Is The Baby Driver Subaru AWD or RWD? Yes!
Baby Driver is a modern classic. In this 2017 film, a team of bank robbers forces a talented young getaway driver nicknamed “Baby” to help with a series of heists. The opening chase scene features the eye-catching Baby Driver Subaru: a red 2006 Subaru Impreza WRX. The filmmakers set up several special Subarus to shoot the movie, including one WRX the crew converted from Subaru’s signature AWD drivetrain to RWD.
Baby Driver‘s opening scene is a legendary car chase
2017’s Baby Driver starts with a bang. Baby (Ansel Elgort) parks outside a bank and starts the song “Bellbottoms” by the Jon Spencer Blues Explosion on his iPod. His passengers run inside. While they rob the bank, baby dances in the 2006 Subaru Impreza WRX getaway car.
When the gang gets back into Baby’s car, he tears off across Atlanta. He begins by backing down the street, completes a J-turn, and then slides through a tight intersection. Baby spends the entire chase working the handbrake and clutch to powerslide between oncoming cars and around corners. He even completes consecutive, opposite, 180-degree skids to drift through a crowded alley.
Baby’s passengers do not know it, but the talented driver even completes all these maneuvers in time with the music he is listening to. By the end of the scene, he loses the police helicopters, gets on the interstate, and drives across town to a parking garage. There, the team has stashed a clean car. Then, they trade vehicles and drivers and make for their safe house.
All the Baby Driver Subaru’s stunts were real
Professional rally driver Wyatt Knox thought the stunts completed in Baby Driver were all plausible. On YouTube, he said of this opening scene, “Pretty spot on.” He doubted that “chucking it this sideways” would be the fastest way to escape the scene of a crime. But he said of how the driver works the Subaru’s controls and the stunts the car completes, “It’s on point.”
Jeremy Fry is a Hollywood stunt driver and was the stunt coordinator for Baby Driver. He put Ansel Elgort and the other actors through an entire course of rigorous stunt driving classes.
Fry revealed to Autoblog that his mission was to complete “real stuff in real cars with real people.” For this reason, the crew created no stunts through CGI. Some stunts, such as the “180 In-and-Out” alleyway sequence, are unprecedented in cinematic history. To complete the action sequences, the film crew needed several extraordinary cars.
There were several Baby Driver Subarus
According to Fry, the director wanted a “car that would blend in but something that would also be cool.” So they chose the Subaru WRX. One of the stunt cars was a de-badged Subaru WRX STI edition. Another was a WRX tuned for 320 horsepower by Allpro Subaru of Georgia. This Baby Driver Subaru received the drivetrain from a Subaru STI, a Cusco limited-slip differential, OS Giken front differential, an Exedy stage 1 clutch, and a CNC hydraulic handbrake.
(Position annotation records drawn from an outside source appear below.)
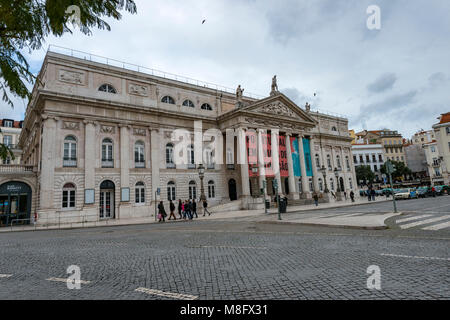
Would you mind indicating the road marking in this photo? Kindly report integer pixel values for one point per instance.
(414, 257)
(167, 294)
(415, 224)
(438, 226)
(413, 218)
(65, 280)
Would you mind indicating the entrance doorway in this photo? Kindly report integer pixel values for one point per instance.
(107, 188)
(232, 189)
(15, 203)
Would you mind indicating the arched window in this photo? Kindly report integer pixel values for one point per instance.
(139, 154)
(70, 152)
(168, 99)
(169, 156)
(191, 157)
(107, 153)
(317, 161)
(140, 192)
(192, 190)
(107, 88)
(188, 103)
(171, 191)
(211, 189)
(68, 199)
(206, 106)
(329, 162)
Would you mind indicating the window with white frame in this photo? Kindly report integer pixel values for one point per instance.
(70, 152)
(168, 99)
(171, 191)
(211, 189)
(140, 192)
(107, 88)
(192, 190)
(107, 153)
(188, 103)
(139, 154)
(68, 196)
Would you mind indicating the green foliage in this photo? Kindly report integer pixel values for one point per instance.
(400, 169)
(24, 24)
(6, 152)
(364, 173)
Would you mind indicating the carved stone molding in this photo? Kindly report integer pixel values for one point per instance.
(107, 129)
(138, 90)
(71, 76)
(70, 125)
(139, 132)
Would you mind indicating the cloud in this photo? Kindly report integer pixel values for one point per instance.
(383, 83)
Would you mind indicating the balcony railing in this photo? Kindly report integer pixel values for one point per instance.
(16, 168)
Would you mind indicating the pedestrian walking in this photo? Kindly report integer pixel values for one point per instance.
(352, 196)
(161, 212)
(172, 209)
(316, 199)
(205, 205)
(194, 208)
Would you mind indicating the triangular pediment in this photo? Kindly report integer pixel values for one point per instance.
(281, 107)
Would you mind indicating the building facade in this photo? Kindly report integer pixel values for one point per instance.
(102, 142)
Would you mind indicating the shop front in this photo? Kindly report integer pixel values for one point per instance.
(15, 203)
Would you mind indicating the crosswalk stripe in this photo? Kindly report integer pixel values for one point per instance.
(438, 226)
(167, 294)
(415, 224)
(413, 218)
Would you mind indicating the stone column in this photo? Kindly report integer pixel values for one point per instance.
(276, 159)
(89, 154)
(242, 161)
(155, 146)
(305, 187)
(291, 179)
(48, 163)
(261, 168)
(315, 170)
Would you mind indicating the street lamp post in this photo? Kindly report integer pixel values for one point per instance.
(201, 174)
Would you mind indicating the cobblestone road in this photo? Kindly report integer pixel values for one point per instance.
(224, 260)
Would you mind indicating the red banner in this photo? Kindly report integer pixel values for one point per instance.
(284, 172)
(252, 151)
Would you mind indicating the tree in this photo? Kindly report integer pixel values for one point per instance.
(24, 25)
(364, 173)
(400, 169)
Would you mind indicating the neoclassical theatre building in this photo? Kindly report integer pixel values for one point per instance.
(97, 144)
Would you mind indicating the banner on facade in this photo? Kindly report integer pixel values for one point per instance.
(295, 157)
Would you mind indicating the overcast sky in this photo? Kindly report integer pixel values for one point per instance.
(397, 77)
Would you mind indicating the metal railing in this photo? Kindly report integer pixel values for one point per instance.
(150, 71)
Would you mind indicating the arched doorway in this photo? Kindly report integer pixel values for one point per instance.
(232, 189)
(15, 203)
(107, 188)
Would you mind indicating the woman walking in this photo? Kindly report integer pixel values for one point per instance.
(172, 209)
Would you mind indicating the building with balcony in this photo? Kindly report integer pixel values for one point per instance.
(109, 141)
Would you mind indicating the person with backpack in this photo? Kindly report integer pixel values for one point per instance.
(172, 209)
(161, 212)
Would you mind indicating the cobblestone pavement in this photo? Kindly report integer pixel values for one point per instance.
(224, 260)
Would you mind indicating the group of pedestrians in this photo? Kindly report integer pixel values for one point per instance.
(186, 210)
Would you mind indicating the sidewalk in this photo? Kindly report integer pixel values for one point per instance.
(214, 216)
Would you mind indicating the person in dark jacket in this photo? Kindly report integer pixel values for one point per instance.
(194, 208)
(179, 209)
(161, 212)
(172, 209)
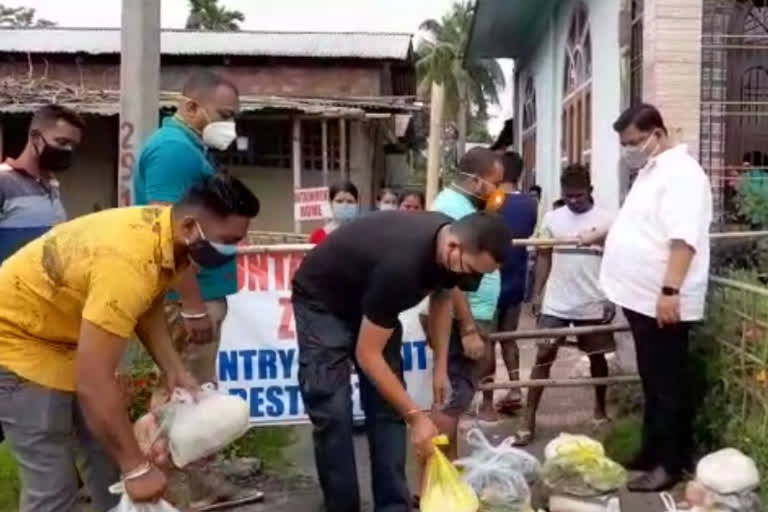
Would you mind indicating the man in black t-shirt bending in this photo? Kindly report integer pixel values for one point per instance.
(347, 295)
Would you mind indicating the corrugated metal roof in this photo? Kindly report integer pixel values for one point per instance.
(365, 45)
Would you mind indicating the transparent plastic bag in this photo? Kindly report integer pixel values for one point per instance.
(499, 474)
(198, 428)
(577, 465)
(444, 491)
(127, 505)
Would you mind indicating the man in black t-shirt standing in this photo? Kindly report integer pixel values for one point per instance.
(347, 295)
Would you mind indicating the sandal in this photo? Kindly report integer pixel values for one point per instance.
(523, 438)
(509, 406)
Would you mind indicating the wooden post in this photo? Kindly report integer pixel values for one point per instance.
(435, 141)
(325, 152)
(343, 148)
(297, 164)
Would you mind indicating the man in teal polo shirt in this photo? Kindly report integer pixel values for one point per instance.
(480, 172)
(173, 159)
For the scenes of Elgort working the controls of the WRX, the film crew built an extraordinary rig: it was an automatic transmission WRX with a driver’s station set up on the car’s roof and cameras hanging off its sides. So, while a stunt driver piloted it from above, the cast inside could focus on their acting.
One of the Baby Driver Subarus was a one-of-a-kind RWD
Fry planned several unique stunt sequences for the movie. One scene included Baby reversing, completing a J-turn, then drifting through a corner. Fry knew the stunt was possible because he had done the maneuver in 2011’s Drive. The only problem was that he had done it in an RWD Mustang and did not know if it was possible in an AWD car.
For this reason, Fry had the film crew build the world’s only RWD WRX. They boosted this Baby Driver Subaru’s engine to a modest 200 horsepower, then disabled the front half-shafts. Some Subaru fans would protest butchering one of the best-ever Subaru WRX‘s, but movie magic is not always pretty.
What’s crazy, is they didn’t even use the RWD Subie for the intended stunt! As luck would have it, the day of the J-turn into a drift scene, the crew decided to shoot another stunt first. According to Fry, “the car broke in the shot before.” The stunt gone wrong destroyed both sides of the rear suspension.
Fry had no choice but to attempt to drift the AWD de-badged STI. In just two takes, Fry found the perfect speed to drift the AWD Subaru around the corner and slid it past the camera. The scene was perfect.